How Brands Missed The Mark On #DrummondPuddleWatch
Real-time event tie-ins for social posts are a smart marketing move. But it’s all too easy to go wrong.
In case you missed it, the morning of January 6, 2016 dawned with over 20,000 viewers watching a live stream of a puddle on Periscope.
No, there’s no wordplay there; the video footage indeed showed people attempting to cross a literal puddle covering a small street in Newcastle upon Tyne, UK. The stream was set up by Drummond Central, a local marketing agency, and before long, users across the world had joined in on #DrummondPuddleWatch.

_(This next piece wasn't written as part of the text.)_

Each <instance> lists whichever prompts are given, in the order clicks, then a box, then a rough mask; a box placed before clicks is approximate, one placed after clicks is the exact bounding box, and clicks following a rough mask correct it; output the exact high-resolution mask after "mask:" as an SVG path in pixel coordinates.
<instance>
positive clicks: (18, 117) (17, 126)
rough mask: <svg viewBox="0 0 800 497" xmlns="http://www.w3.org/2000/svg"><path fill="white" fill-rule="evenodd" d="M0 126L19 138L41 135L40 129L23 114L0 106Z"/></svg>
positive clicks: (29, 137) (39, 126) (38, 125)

And what fun it was — for a little while. The world watched as puddle-crossers did their best running long jumps, and by the time a man attempted to ford the flooding with a pink pool raft, the Twitter storm had begun in earnest. Which was, of course, the moment that some major brands rushed to get in on the action with puddle-related social posts aimed at boosting sales.
Domino’s tweeted “Domino’s – delivering to puddles near you.” Bookstore Waterstones suggested that followers check out a kid’s book titled “The Internet Is Like A Puddle.”
On the one hand, this was a display of smart marketing. Clothing retailer ASOS’s Twitter attempt scored 163 retweets, and research has shown that giving posts and promotions a real-time event focus can boost in-store sales.
But the strategy can easily backfire. By early afternoon, Twitter users were complaining that the brand attention had made #PuddleWatch “too mainstream,” and they resented the co-opting of a funny internet moment for financial gain. Mashable posted an article with the title “All these major brands just ruined #Drummondpuddlewatch for us.”
Since viral buzz is what every brand wants, what are retailers to make of this backlash? Should they sit out major online moments that have nothing to do with commerce in an attempt to seem “genuine,” or should they ride all the Twitter waves and hope for the best? The answer is likely somewhere in between.
Relevancy: It’s Not Just For Ads
Marketers have come around to the idea that in the age of on-demand — and ad blocking — ad content needs to be personalized and relevant. This holds true for social content as well, even though it isn’t targeted in the same way; essentially, brands that seek to comment on trends that have a direct connection to their primary business are more likely to succeed.
For example, a ski and sporting goods store doing a Winter Olympics tie-in? Good. But a pizza place commenting on a puddle? Not so much. (Sorry, Domino’s.)
That’s not to say that a branded Twitter account can’t make a joke; 20,000 people live- streaming a puddle is pretty funny. The smarter bet there is to keep the joke unrelated to commerce.
A tweet reading “Wow, can’t stop looking at #DrummondPuddleWatch,” is participatory. A tweet asking customers to buy something because of it can feel disingenuous. In other words, direct sales tie-in posts work better for brands whose products are involved in the action — for Hunter rain boots, for example, a puddle is a born marketing opportunity. For others, tread lightly.
Alas, #PuddleWatch was over as quickly as it began, but today’s social media world brings a new trending event every day, making it important for brands to learn these lessons now. In the meantime, back to your regularly scheduled programming.